© JUNGE FREIHEIT Verlag GmbH & Co. www.jungefreiheit.de 49/06 01. Dezember 2006

Mehr Freiheit
Bildung: Privatschulen fordern einen "fairen Wettbewerb"
Anni Mursula

Immer mehr Kinder in Deutschland besuchen keine staatliche Schule mehr. Laut dem Statistischen Bundesamt stieg die Zahl der Kinder, die statt dessen eine Privatschule besuchen, im Schuljahr 2005/2006 auf 6,7 Prozent. Ein Grund für das Florieren der Privatschulen sind die Skandale der vergangenen Jahre. "Nach der Pisa-Studie und der Schließung der Rütli-Schule in Berlin stehen Eltern unter wachsendem Druck. Sie überlegen immer genauer, auf welche Schule sie ihre Kinder schicken", sagte der Vorsitzende des Landesverbandes Berlin-Brandenburg des Verbandes Deutscher Privatschulen (VDP), Andreas Wegener, am vergangenen Freitag auf dem VDP-Bundeskongreß. "Aber auch wenn diese Skandale vom Scheitern der öffentlichen Schulen sprechen, werden sie oft übertrieben und für politische Ziele instrumentalisiert", sagte Wegener. "In Wahrheit gibt es seit Jahren eine konstante Bewegung hin zu den privaten Schulen."

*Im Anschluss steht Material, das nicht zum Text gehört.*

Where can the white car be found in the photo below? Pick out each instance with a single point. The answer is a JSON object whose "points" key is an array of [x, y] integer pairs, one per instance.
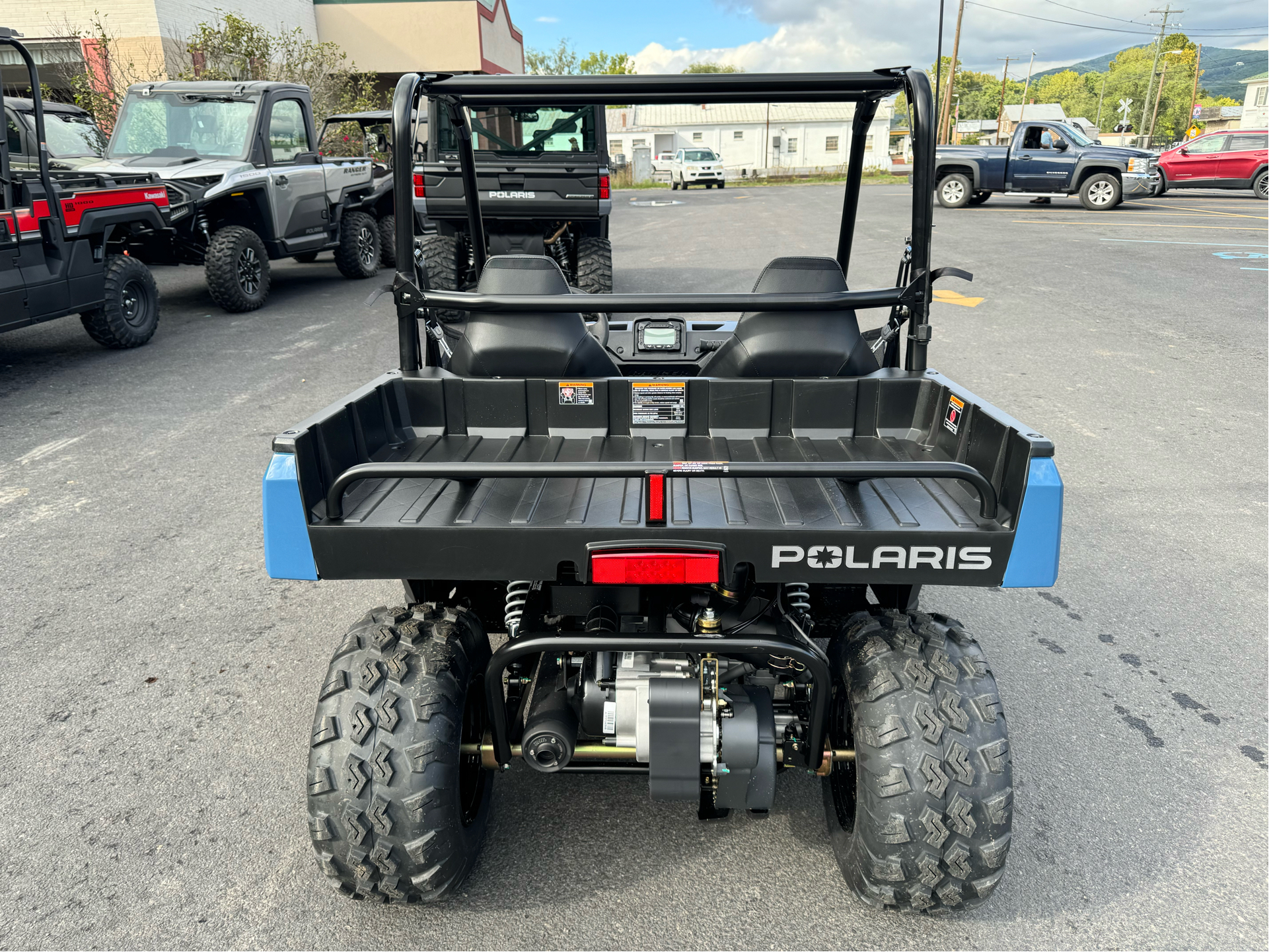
{"points": [[693, 166], [663, 161]]}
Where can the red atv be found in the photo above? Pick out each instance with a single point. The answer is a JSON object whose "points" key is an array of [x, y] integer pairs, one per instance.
{"points": [[65, 239]]}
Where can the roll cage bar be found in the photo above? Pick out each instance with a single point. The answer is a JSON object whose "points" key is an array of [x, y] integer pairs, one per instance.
{"points": [[866, 89]]}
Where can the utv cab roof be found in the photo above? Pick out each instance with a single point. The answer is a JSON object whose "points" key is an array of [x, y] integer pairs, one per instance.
{"points": [[461, 93]]}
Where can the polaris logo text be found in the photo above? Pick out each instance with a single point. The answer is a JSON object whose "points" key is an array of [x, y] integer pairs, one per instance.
{"points": [[885, 558]]}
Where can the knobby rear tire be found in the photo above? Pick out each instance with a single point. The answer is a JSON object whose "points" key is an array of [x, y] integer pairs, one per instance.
{"points": [[922, 819], [396, 811]]}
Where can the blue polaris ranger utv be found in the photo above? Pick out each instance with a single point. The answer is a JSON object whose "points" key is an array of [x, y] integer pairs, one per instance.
{"points": [[700, 554]]}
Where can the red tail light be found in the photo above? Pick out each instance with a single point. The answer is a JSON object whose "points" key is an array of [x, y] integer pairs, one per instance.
{"points": [[654, 568], [655, 499]]}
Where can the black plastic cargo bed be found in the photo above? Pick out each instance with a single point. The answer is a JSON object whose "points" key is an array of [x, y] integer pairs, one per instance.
{"points": [[726, 452]]}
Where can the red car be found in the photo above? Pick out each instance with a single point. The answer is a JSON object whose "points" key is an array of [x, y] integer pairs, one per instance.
{"points": [[1235, 159]]}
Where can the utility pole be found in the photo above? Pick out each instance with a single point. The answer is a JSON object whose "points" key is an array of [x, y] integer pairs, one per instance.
{"points": [[1023, 111], [1198, 57], [1000, 113], [945, 132], [1159, 46]]}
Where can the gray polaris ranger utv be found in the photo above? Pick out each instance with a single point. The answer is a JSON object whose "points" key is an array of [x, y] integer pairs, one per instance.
{"points": [[246, 183]]}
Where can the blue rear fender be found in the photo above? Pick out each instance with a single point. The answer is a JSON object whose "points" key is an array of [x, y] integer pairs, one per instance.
{"points": [[287, 551], [1038, 532]]}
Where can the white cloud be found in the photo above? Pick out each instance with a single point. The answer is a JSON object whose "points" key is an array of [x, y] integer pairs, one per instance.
{"points": [[848, 34]]}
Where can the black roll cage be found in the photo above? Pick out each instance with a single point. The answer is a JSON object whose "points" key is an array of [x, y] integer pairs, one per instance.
{"points": [[867, 89]]}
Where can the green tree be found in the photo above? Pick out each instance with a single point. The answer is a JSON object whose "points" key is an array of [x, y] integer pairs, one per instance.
{"points": [[713, 67], [603, 64], [560, 61]]}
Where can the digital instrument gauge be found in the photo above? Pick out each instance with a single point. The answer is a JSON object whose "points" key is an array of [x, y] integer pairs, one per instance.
{"points": [[659, 336]]}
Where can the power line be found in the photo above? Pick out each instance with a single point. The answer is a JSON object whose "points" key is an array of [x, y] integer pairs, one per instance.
{"points": [[1105, 30]]}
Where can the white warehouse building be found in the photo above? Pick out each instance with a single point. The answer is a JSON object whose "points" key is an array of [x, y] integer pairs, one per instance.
{"points": [[750, 136]]}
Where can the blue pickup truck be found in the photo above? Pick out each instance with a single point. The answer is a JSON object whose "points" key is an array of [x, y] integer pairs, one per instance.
{"points": [[1044, 159]]}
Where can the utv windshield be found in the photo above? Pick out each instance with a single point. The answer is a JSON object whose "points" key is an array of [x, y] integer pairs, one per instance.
{"points": [[71, 136], [183, 126], [526, 129]]}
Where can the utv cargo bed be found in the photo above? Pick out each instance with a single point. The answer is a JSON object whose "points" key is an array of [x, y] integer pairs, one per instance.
{"points": [[922, 480]]}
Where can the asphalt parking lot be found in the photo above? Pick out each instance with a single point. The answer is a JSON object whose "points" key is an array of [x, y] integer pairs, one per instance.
{"points": [[161, 686]]}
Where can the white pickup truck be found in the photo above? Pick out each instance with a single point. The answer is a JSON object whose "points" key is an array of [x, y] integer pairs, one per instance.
{"points": [[696, 166]]}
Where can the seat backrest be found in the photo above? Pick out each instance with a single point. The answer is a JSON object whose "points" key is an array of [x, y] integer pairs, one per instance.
{"points": [[795, 343], [527, 344]]}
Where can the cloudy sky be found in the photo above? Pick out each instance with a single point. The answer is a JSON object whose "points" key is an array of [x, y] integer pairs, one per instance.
{"points": [[852, 34]]}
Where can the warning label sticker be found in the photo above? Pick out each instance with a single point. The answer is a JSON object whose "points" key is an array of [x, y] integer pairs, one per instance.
{"points": [[574, 392], [659, 402], [701, 466], [956, 410]]}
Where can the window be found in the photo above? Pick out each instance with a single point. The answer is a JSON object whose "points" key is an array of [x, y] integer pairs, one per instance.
{"points": [[1248, 144], [526, 129], [287, 133], [1206, 145], [178, 126]]}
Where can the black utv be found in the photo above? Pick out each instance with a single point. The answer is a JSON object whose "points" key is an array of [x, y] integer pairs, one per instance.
{"points": [[705, 577], [544, 183]]}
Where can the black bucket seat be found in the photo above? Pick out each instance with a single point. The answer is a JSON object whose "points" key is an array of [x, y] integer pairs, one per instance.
{"points": [[527, 344], [795, 343]]}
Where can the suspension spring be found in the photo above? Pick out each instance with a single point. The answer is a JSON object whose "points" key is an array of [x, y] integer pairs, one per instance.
{"points": [[797, 597], [517, 596]]}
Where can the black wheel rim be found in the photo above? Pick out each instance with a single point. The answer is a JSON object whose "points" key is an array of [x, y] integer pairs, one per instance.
{"points": [[471, 774], [844, 776], [133, 304], [366, 246], [249, 271]]}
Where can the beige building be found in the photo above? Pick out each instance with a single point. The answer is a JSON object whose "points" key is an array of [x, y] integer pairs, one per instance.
{"points": [[390, 38]]}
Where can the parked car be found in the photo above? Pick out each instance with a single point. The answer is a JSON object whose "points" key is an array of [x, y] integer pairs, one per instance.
{"points": [[661, 161], [246, 184], [1237, 159], [73, 137], [66, 237], [1044, 159], [696, 166]]}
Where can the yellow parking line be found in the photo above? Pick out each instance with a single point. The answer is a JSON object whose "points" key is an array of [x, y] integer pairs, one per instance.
{"points": [[1204, 211], [952, 297], [1140, 225]]}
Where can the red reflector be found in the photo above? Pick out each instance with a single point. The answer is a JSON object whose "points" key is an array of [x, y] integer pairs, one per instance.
{"points": [[655, 499], [654, 568]]}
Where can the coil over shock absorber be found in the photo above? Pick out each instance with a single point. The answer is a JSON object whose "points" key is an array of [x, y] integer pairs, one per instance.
{"points": [[513, 612], [797, 597]]}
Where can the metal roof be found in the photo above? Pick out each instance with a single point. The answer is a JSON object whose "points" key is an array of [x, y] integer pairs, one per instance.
{"points": [[729, 114]]}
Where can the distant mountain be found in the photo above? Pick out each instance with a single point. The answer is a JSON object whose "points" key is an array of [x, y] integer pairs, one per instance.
{"points": [[1220, 73]]}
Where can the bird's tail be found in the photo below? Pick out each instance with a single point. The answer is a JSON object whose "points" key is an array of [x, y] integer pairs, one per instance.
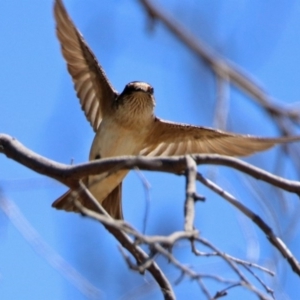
{"points": [[112, 203]]}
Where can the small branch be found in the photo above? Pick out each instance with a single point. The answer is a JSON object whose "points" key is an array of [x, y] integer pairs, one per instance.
{"points": [[275, 240], [70, 174], [222, 67], [113, 226], [189, 207]]}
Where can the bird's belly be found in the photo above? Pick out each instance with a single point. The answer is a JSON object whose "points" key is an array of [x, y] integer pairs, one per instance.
{"points": [[115, 142]]}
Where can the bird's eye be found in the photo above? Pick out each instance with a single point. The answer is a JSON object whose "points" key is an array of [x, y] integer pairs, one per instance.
{"points": [[150, 90]]}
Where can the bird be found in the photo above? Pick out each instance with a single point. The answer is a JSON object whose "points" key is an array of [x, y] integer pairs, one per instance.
{"points": [[125, 123]]}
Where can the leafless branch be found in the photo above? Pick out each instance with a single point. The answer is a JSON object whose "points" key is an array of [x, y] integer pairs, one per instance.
{"points": [[275, 240], [70, 174], [222, 67], [130, 238]]}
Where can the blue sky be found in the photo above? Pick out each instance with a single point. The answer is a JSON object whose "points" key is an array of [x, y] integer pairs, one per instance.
{"points": [[39, 107]]}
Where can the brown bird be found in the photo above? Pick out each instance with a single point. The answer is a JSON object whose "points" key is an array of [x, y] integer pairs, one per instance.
{"points": [[125, 123]]}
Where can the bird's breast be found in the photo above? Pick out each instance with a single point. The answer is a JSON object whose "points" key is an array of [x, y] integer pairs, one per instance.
{"points": [[113, 139]]}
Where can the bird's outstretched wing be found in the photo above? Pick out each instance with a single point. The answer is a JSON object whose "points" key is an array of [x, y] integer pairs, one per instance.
{"points": [[168, 139], [95, 92]]}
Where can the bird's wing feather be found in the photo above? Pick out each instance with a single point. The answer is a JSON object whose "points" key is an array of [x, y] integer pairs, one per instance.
{"points": [[166, 138], [95, 92]]}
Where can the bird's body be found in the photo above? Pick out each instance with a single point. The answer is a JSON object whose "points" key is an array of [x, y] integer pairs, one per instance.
{"points": [[125, 123]]}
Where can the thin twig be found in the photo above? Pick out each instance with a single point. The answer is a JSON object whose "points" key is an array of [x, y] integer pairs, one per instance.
{"points": [[275, 240]]}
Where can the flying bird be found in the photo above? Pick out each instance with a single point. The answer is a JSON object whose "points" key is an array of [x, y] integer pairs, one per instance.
{"points": [[125, 123]]}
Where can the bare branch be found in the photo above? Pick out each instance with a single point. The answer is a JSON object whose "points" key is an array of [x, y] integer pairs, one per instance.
{"points": [[275, 240], [223, 68], [70, 175]]}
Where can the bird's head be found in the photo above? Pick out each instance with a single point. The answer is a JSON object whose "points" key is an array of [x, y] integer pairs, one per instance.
{"points": [[136, 100]]}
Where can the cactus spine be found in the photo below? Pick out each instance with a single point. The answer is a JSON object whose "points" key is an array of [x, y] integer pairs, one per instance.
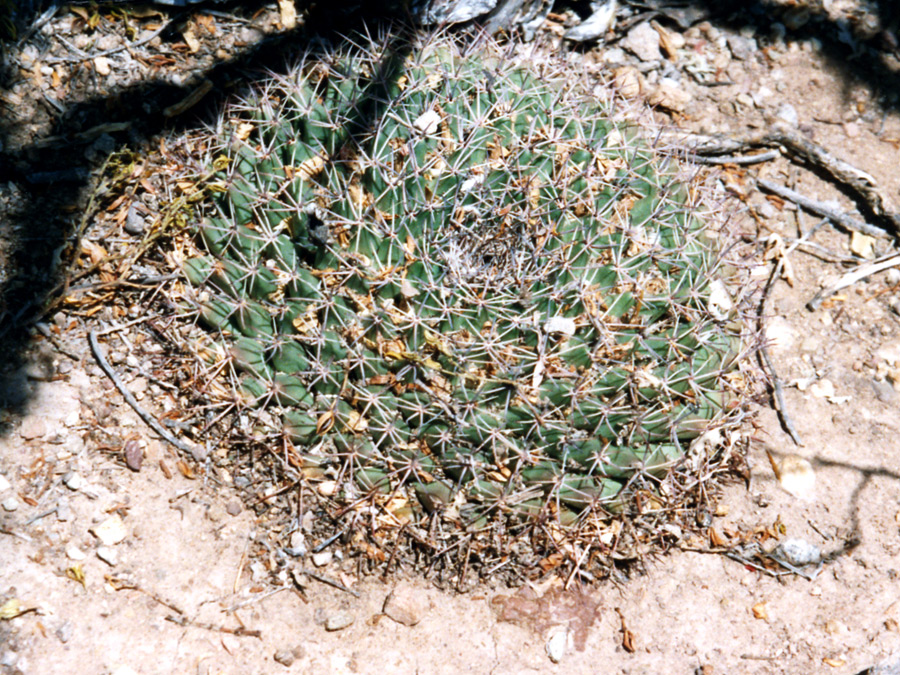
{"points": [[486, 294]]}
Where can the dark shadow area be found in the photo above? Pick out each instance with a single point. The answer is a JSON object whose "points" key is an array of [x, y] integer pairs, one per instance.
{"points": [[55, 180]]}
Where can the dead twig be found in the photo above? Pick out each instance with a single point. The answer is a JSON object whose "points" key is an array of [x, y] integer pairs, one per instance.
{"points": [[195, 452], [822, 209], [793, 144], [115, 50], [189, 623], [851, 277], [740, 159], [777, 387], [329, 582]]}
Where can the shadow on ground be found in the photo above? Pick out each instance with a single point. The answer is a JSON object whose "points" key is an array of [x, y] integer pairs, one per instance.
{"points": [[56, 180]]}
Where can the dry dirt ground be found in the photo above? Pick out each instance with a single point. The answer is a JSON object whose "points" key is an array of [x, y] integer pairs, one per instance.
{"points": [[118, 571]]}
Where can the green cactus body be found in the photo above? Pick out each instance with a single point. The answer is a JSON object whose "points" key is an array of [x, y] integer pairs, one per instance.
{"points": [[490, 288]]}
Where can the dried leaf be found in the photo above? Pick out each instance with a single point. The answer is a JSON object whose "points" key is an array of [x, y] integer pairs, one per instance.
{"points": [[94, 251], [185, 469], [242, 131], [311, 167], [76, 573], [627, 636], [325, 422], [191, 40], [10, 609], [288, 13]]}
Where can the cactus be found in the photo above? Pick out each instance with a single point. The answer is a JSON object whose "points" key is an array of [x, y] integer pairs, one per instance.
{"points": [[473, 282]]}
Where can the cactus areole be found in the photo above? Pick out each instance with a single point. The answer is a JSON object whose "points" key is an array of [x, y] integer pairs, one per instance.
{"points": [[463, 284]]}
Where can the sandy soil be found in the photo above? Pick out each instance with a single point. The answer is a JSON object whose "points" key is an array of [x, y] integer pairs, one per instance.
{"points": [[147, 571]]}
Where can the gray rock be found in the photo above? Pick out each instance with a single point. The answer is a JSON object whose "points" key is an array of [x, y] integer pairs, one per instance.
{"points": [[339, 621], [404, 605], [643, 42], [741, 47], [285, 657], [596, 24], [65, 632], [134, 222], [457, 11], [884, 391], [788, 113], [298, 546], [108, 555], [323, 558]]}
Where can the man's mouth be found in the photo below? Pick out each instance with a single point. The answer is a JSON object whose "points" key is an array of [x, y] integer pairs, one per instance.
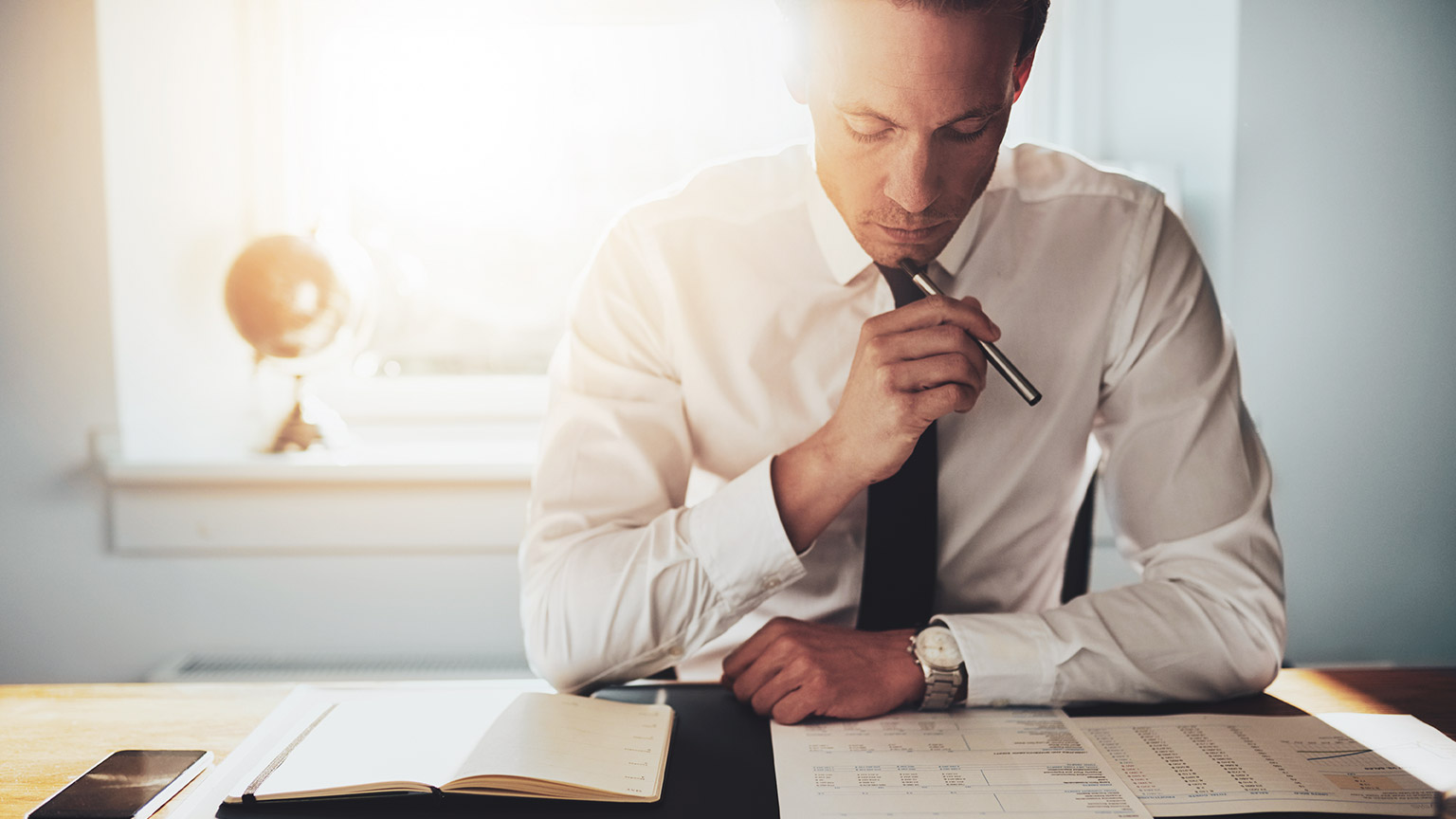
{"points": [[910, 236]]}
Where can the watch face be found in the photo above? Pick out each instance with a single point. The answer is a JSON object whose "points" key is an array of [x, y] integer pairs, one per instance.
{"points": [[937, 646]]}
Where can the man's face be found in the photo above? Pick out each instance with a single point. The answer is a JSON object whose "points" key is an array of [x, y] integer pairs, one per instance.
{"points": [[909, 111]]}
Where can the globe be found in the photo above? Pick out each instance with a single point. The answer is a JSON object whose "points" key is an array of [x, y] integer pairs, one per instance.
{"points": [[303, 303]]}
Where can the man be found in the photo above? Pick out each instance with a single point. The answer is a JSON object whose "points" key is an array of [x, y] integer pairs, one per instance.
{"points": [[736, 343]]}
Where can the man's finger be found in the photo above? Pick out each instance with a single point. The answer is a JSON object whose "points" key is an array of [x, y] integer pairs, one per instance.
{"points": [[795, 707], [774, 689], [944, 400], [925, 373]]}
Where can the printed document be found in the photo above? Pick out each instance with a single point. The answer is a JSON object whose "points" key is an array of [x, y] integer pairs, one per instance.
{"points": [[1201, 764], [956, 764]]}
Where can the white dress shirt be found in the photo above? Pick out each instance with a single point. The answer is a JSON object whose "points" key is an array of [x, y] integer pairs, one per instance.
{"points": [[715, 328]]}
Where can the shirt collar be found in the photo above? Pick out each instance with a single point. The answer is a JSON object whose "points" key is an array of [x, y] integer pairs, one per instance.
{"points": [[842, 251]]}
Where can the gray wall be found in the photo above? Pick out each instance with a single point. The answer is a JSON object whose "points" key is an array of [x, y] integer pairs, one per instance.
{"points": [[1339, 286], [1346, 293]]}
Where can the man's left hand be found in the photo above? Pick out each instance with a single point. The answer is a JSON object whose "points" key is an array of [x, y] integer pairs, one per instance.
{"points": [[795, 669]]}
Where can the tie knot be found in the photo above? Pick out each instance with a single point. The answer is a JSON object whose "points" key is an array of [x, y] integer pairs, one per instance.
{"points": [[903, 289]]}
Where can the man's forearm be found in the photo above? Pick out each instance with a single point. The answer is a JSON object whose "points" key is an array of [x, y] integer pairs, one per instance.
{"points": [[810, 490]]}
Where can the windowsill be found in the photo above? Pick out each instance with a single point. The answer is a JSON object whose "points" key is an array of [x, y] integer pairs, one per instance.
{"points": [[395, 491]]}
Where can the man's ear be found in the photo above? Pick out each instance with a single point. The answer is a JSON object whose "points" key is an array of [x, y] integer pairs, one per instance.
{"points": [[1021, 72]]}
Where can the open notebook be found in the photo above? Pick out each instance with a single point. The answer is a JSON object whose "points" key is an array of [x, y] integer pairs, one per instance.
{"points": [[472, 742]]}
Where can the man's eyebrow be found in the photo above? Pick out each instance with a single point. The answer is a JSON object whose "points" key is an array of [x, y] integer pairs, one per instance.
{"points": [[975, 113]]}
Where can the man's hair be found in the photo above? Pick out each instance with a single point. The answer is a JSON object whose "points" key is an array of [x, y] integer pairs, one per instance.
{"points": [[1031, 12]]}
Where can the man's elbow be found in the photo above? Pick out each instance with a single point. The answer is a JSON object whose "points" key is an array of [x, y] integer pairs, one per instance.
{"points": [[1257, 661]]}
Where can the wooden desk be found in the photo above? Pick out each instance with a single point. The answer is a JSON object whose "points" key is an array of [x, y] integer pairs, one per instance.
{"points": [[53, 734]]}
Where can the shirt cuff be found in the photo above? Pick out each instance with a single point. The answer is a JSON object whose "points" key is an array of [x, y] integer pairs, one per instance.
{"points": [[740, 541], [1010, 659]]}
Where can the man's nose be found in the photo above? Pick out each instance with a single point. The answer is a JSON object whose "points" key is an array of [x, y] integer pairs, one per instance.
{"points": [[913, 181]]}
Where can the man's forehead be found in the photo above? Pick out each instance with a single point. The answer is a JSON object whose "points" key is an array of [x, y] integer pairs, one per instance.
{"points": [[874, 50]]}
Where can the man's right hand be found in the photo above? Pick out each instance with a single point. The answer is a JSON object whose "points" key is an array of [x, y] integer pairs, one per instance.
{"points": [[912, 366]]}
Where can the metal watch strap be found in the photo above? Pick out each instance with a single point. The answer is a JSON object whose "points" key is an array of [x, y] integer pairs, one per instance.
{"points": [[939, 691], [939, 685]]}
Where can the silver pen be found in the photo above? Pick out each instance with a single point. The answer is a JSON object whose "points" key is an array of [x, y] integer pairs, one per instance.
{"points": [[994, 355]]}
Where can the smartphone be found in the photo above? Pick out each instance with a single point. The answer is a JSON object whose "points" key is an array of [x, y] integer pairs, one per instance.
{"points": [[128, 784]]}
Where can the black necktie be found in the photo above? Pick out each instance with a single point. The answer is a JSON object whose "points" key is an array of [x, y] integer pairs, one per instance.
{"points": [[901, 531]]}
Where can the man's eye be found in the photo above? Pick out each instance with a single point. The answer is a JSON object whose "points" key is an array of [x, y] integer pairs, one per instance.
{"points": [[966, 136]]}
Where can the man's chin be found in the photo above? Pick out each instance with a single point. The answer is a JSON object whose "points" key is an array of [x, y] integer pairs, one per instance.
{"points": [[890, 254]]}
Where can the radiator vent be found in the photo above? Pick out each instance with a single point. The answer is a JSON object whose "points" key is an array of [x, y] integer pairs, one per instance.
{"points": [[282, 667]]}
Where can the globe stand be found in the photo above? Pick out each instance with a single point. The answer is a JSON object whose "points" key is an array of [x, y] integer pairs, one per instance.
{"points": [[310, 422]]}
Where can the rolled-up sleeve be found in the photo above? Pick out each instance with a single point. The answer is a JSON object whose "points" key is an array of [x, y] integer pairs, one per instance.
{"points": [[1187, 484], [619, 579]]}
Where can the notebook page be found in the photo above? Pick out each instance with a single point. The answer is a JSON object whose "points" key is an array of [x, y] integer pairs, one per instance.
{"points": [[413, 737], [599, 743]]}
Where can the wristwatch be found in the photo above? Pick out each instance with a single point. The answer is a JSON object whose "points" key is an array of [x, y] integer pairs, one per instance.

Im VDP sind rund ein Fünftel der deutschen Privatschulen und zahlreiche freie Einrichtungen in der Erwachsenenbildung organisiert. Der bereits 1901 gegründete Verein bindet seine Mitglieder weder konfessionell noch parteilich. Auf dem Bundeskongreß am vergangenen Wochenende wurde aber neben aktuellen bildungspolitischen Fragen auch über Grundsätzliches debattiert: Der VDP fordert unter anderem "bessere Rahmenbedingungen für fairen Wettbewerb" und mehr Freiräume für Schulen in freier Trägerschaft. Dazu hatte der Verband sowohl Bundestagsabgeordnete als auch Mitglieder des Abgeordnetenhauses Berlin zur Diskussion eingeladen.

"Die Geschichte der Pädagogik ist die Geschichte privater Initiativen", sagte der Bundesvorsitzende des VDP, Michael Büchler, auf der Pressekonferenz. Deshalb fordere der VDP die Länder auf, die Rahmenbedingungen für Schulen in freier Trägerschaft so zu verbessern, daß der Zugang aus allen Schichten gewährleistet und gleichzeitig ein fairer Wettbewerb mit den staatlichen Schulen ermöglicht wird. "Von diesem Wettbewerb profitiert schließlich auch das staatliche Schulwesen, das immer wieder erfolgreiche Beispiele aus dem privaten Schulbereich übernommen hat", sagte Büchler. In der Vergangenheit wurde zum Beispiel der gemeinsame Unterricht von Jungen und Mädchen kopiert. Momentan wird über Ganztagsschulen diskutiert: "Diese sind eine 'Erfindung' der Privatschulen. Jetzt wird diskutiert, ob dieses Modell auch auf staatliche Schulen übertragbar wäre", sagte Büchler.

"Insgesamt darf man nicht vergessen, daß der Staat weder ein Bildungs- und Erziehungsmonopol noch ein Schulmonopol besitzt", erinnerte Büchler. Deshalb fordere der Verband Deutscher Privatschulen mehr Freiräume und Unterstützung für Privatschulen und beruft sich dabei auf das Grundgesetz: Der Staat ist verpflichtet, Privatschulen nicht nur zu dulden, sondern auch zu gewährleisten. Vielfalt im Bildungswesen gehöre demzufolge zur freiheitlich-demokratischen Staatsform.

Vielfalt aber nicht nur unter den Schultypen sondern auch in der Schulform: Dazu gehöre auch das Modell der Ganztagsschule. "Diese stellen ein gutes Zukunftsmodell dar. Und trotzdem sind wir nicht der Meinung, daß Ganztagsschulen ein 'Allheilmittel' sind", sagte Büchler. Der VDP gehe grundsätzlich von einem mündigen Bürger aus, dem eine Wahlfreiheit zwischen verschiedenen Schulmodellen geboten werden solle. Wichtig sei zu erkennen, daß es nicht einen einzigen richtigen Weg gibt. "Deshalb könnte man zusammenfassen, daß der VDP eine Pluralität der Wege bei einer Vereinheitlichung der Ziele fordert", sagte Büchler.